The invention provides a method for inhibiting methanogenesis of anaerobic methanogenic mixed bacteria, which is characterized in that sodium chloride and acetic acid are added into a culture medium, so that the inhibition effect on the methanogenesis is good, and the inhibition effect is durable.

Description

Method for inhibiting anaerobic methanogenesis mixed bacteria to produce methane
Technical Field
The invention relates to a method for inhibiting anaerobic methanogenesis mixed bacteria from producing methane, belonging to the technical field of microorganisms.
Background
The degradation process of organic waste in mixed bacteria anaerobic fermentation can be divided into four stages, namely hydrolysis, acidification, acetogenesis and methanogenesis. After methanogenesis is inhibited, Volatile Fatty Acids (VFAs) such as acetate, propionate and butyrate accumulate significantly during the metabolism of acid forming bacteria. VFAs are important chemical precursors. Conventional methods of inhibiting methanogenic activity include heat treatment and nonspecific/specific inhibitors. After heat treatment, non-spore forming microorganisms are killed, while some spore forming bacteria, such as clostridiaceae and thermoanaerobes, may survive. However, heat treatment can only temporarily inhibit methanogenic mixed bacteria. In addition, 2-bromoethanol sulfonate (BES) is another specific inhibitor of methanogenesis. However, BES can be consumed by several microorganisms in mixed anaerobic fermentation, and if not enough BES is available, methanogenic mixed bacteria will be reactivated. Furthermore, the high cost of BES limits its industrial application. Therefore, it remains necessary to explore effective and inexpensive methods for inhibiting methanogenesis.
Disclosure of Invention
The invention provides a method for inhibiting anaerobic methanogenic mixed bacteria from producing methane, which can effectively solve the problems.

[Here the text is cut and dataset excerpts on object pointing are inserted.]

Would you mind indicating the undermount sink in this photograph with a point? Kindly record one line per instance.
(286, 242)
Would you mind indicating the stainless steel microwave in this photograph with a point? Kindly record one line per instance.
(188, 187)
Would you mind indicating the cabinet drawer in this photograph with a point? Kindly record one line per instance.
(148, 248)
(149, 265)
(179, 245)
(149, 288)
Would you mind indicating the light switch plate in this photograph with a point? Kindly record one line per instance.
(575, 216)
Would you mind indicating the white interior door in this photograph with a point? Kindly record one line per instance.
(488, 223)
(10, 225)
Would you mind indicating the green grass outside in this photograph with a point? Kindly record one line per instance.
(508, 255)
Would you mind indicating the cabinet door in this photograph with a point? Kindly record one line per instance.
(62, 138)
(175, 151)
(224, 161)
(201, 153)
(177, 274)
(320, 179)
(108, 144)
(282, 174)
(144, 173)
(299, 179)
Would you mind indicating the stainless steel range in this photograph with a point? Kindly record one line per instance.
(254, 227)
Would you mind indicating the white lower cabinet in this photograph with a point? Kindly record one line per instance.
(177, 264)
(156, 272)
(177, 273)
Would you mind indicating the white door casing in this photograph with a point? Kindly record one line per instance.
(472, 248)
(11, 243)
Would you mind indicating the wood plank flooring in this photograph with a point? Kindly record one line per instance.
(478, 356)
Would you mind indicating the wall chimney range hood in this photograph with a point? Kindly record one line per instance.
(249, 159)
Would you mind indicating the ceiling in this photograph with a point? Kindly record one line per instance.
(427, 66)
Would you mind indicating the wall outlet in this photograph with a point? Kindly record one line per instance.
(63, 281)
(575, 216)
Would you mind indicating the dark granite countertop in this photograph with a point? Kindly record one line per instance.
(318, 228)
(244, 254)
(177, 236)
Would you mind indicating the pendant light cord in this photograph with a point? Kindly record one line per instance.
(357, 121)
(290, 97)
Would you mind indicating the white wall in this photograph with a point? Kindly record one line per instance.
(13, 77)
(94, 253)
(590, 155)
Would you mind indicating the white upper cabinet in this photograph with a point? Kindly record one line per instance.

The invention is realized by the following steps:
the invention provides a method for inhibiting methanogenesis of anaerobic methanogenic mixed bacteria, which adds sodium chloride and acetic acid into a culture medium.

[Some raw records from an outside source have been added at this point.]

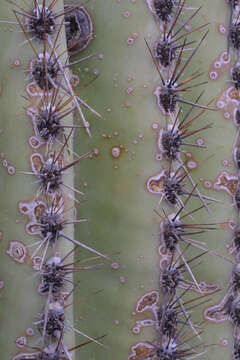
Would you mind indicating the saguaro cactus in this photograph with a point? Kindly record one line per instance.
(121, 182)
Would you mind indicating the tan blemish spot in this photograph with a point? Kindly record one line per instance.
(220, 65)
(16, 63)
(227, 102)
(21, 342)
(32, 210)
(147, 301)
(191, 163)
(116, 151)
(224, 343)
(115, 266)
(17, 251)
(29, 332)
(141, 351)
(32, 89)
(36, 162)
(34, 142)
(222, 29)
(224, 182)
(36, 262)
(155, 183)
(38, 211)
(130, 91)
(75, 81)
(11, 170)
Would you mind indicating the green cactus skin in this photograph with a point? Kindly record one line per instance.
(117, 205)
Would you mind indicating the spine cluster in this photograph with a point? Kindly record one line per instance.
(179, 337)
(51, 102)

As a further improvement, the method for inhibiting methanogenesis of the anaerobic methanogenic mixed bacteria comprises the following steps:
s1: taking sludge, sieving with an iron sieve, suspending with a culture medium, uniformly mixing by oscillation, centrifuging to remove supernatant, and repeating the above operations for a plurality of times;
s2: inoculating the sludge obtained in the step S1 into a culture bottle, adding a culture medium, sealing the culture bottle, vacuumizing, introducing a mixed gas of hydrogen and carbon dioxide into the culture bottle with the vacuum degree below-0.1 Mpa, putting the culture bottle into a constant-temperature incubator, culturing for 15-30 days under the conditions that the temperature is 34-36 ℃ and the rotating speed is 110-130 rpm, and carrying out methanogenic mixed bacteria enrichment;
s3: and (3) inoculating the methanogenic mixed bacteria enriched in the step S2 into a container filled with a culture medium, wherein the inoculation amount is 1-2g/L, aerating for 10-30 min by using nitrogen, adding sodium chloride and acetic acid into the culture medium, sealing the container, vacuumizing, introducing mixed gas of hydrogen and carbon dioxide, and culturing for 2-7 days at the temperature of 34-36 ℃ and the rotating speed of 110-130 rpm, wherein the vacuum degree is below-0.1 Mpa.
As a further improvement, the sludge is anaerobic fermentation sludge of a sewage plant.
As a further improvement, in step S1, the iron screen is a 200-mesh iron screen.
In a further improvement, in step S1, the centrifugation is 7500-8500 rpm centrifugation for 4-6 min.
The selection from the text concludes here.